«« Réforme électorale et parlementaire

Trop pressé

Gilbert Lavoie
Éditorial

Le Soleil Le mardi 05 mars 2002



Avant d'annoncer des amendements à la Loi sur les consultations populaires, le premier ministre Bernard Landry aurait pu consulter ses députés. Vérification faite, le caucus des députés a été tout aussi surpris que les journalistes en apprenant, vendredi dernier, que le gouvernement allait amender cette loi afin de permettre la tenue d'un référendum à l'occasion d'élections générales. Si tout le monde reconnaît un certain mérite à cette idée, ils sont nombreux, au sein de la députation, à penser que le moment choisi pour faire une telle annonce était mauvais.

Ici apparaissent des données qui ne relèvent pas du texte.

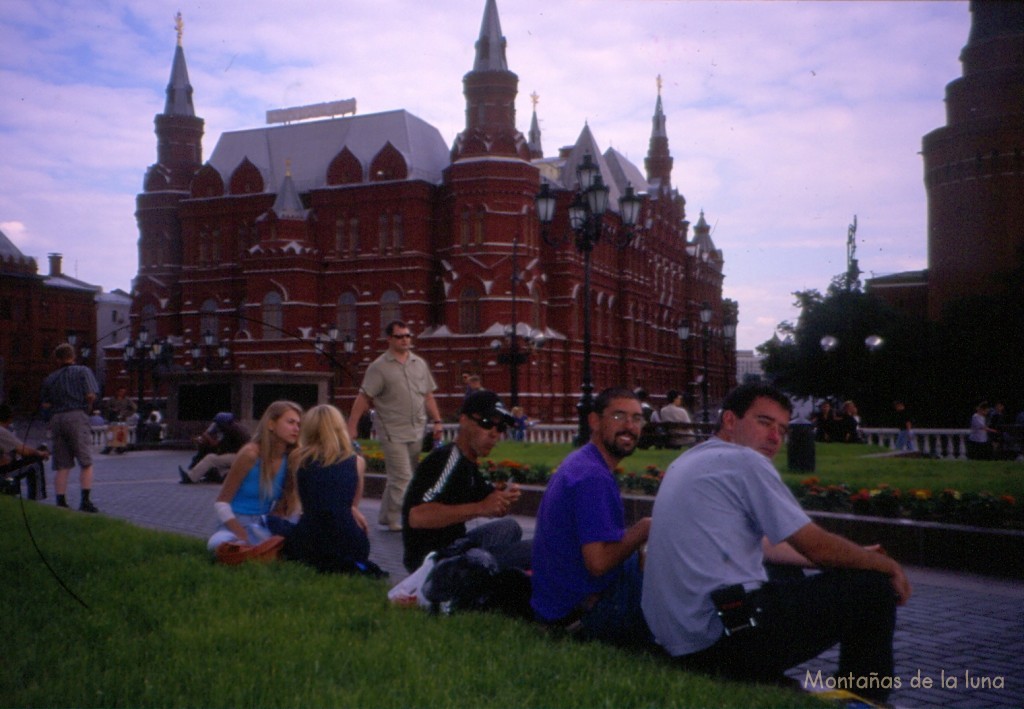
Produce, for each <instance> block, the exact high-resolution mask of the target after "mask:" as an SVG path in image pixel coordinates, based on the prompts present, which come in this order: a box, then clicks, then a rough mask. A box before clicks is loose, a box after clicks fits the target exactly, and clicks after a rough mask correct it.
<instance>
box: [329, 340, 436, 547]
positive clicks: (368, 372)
mask: <svg viewBox="0 0 1024 709" xmlns="http://www.w3.org/2000/svg"><path fill="white" fill-rule="evenodd" d="M384 333H385V334H386V335H387V340H388V348H387V349H386V350H385V351H384V352H383V353H382V355H381V356H380V357H378V358H377V359H376V360H374V361H373V363H371V365H370V367H368V368H367V373H366V374H365V375H364V376H362V384H360V385H359V393H358V394H357V395H356V397H355V403H354V404H353V405H352V411H351V412H350V413H349V415H348V433H349V435H350V436H351V437H352V439H353V440H354V439H355V428H356V424H357V423H358V421H359V417H360V416H362V414H364V413H365V412H366V411H367V410H368V409H370V408H371V407H373V408H374V410H375V411H376V412H377V434H378V437H379V439H380V444H381V451H382V452H383V453H384V466H385V471H386V474H387V483H386V485H385V487H384V494H383V495H382V496H381V509H380V515H379V516H378V523H379V524H381V525H382V526H385V527H387V528H388V529H389V530H391V531H392V532H397V531H399V530H401V504H402V499H403V498H404V496H406V488H407V487H408V486H409V481H410V479H411V478H412V477H413V470H415V469H416V465H417V463H418V462H419V459H420V450H421V446H422V445H423V444H422V442H423V434H424V429H425V428H426V424H427V416H428V415H429V416H430V420H431V421H432V425H433V435H434V440H435V441H439V440H440V437H441V416H440V412H439V411H438V409H437V402H436V401H435V400H434V389H436V388H437V384H435V383H434V378H433V376H431V374H430V368H429V367H428V366H427V363H426V362H425V361H424V360H423V358H421V357H418V356H416V355H414V353H413V351H412V338H413V334H412V333H411V332H410V330H409V327H408V326H407V325H406V324H404V323H402V322H401V321H393V322H391V323H388V325H387V327H386V328H385V329H384Z"/></svg>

Les libéraux ont soupçonné une astuce et accusé les péquistes de vouloir faire porter les élections sur autre chose que leur bilan. Leurs accusations ont trouvé écho dans la plupart des analyses ou éditoriaux. Bref, alors que le gouvernement veut restaurer sa crédibilité et lancer une grande réflexion sur les institutions démocratiques, il a prêté flanc à des accusations de vouloir manipuler les électeurs. S'il s'agissait là d'une astuce, elle n'a pas été payante.

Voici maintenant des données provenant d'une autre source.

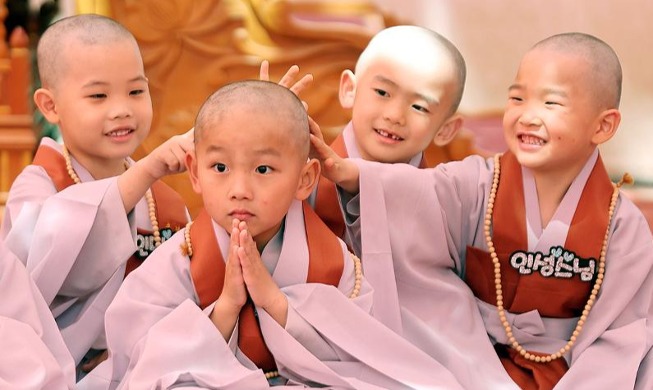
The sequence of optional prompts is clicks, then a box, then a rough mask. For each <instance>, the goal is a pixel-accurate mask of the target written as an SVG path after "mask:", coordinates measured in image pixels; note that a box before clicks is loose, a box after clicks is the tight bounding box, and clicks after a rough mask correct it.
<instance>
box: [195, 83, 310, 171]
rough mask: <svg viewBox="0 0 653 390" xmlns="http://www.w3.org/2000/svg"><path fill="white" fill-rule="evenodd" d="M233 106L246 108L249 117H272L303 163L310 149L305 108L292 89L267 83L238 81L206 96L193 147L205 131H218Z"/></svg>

Il est douteux que l'intention manifestée par le premier ministre se traduise par un amendement à la loi d'ici l'ajournement de la session, en juin. Le gouvernement a trop de pain sur la planche: assurance-médicaments, carte à puce, lobbyisme, services correctionnels, éducation, santé, autant de dossiers difficiles à régler qui ne laisseront pas de place aux débats moins urgents. Deuxièmement, l'hypothèse de questions référendaires à l'occasion d'élections générales n'est pas simple. Quel genre de questions pourrait-on poser à l'électorat? M. Landry exclut la souveraineté, mais n'écarte pas la possibilité de sonder les gens sur le rapatriement des points d'impôt. Certains de ses collègues suggèrent une question sur la cession aux provinces des revenus de la TPS. On peut toujours rêver, mais le gouvernement fédéral ne serait pas impressionné d'apprendre que les Québécois désirent qu'il partage sa richesse. Si le gouvernement québécois s'aventure sur des sujets où il n'a aucun pouvoir d'intervention, il perd son temps et le nôtre. S'il consulte par ailleurs, sur des enjeux importants qui sont de sa compétence, il se lance dans un exercice compromettant. Imaginons un peu une question sur les garderies à 5$, ou sur l'assurance-médicaments. Peut-on consulter sur le maintien de tels programme sans demander aux contribuables s'ils veulent en assumer les frais accrus? Et peut-on tenir de tels référendums sans se sentir liés par les résultats?

Le principe général de la consultation est noble, mais son application demande un peu plus de préparation... et de consultation.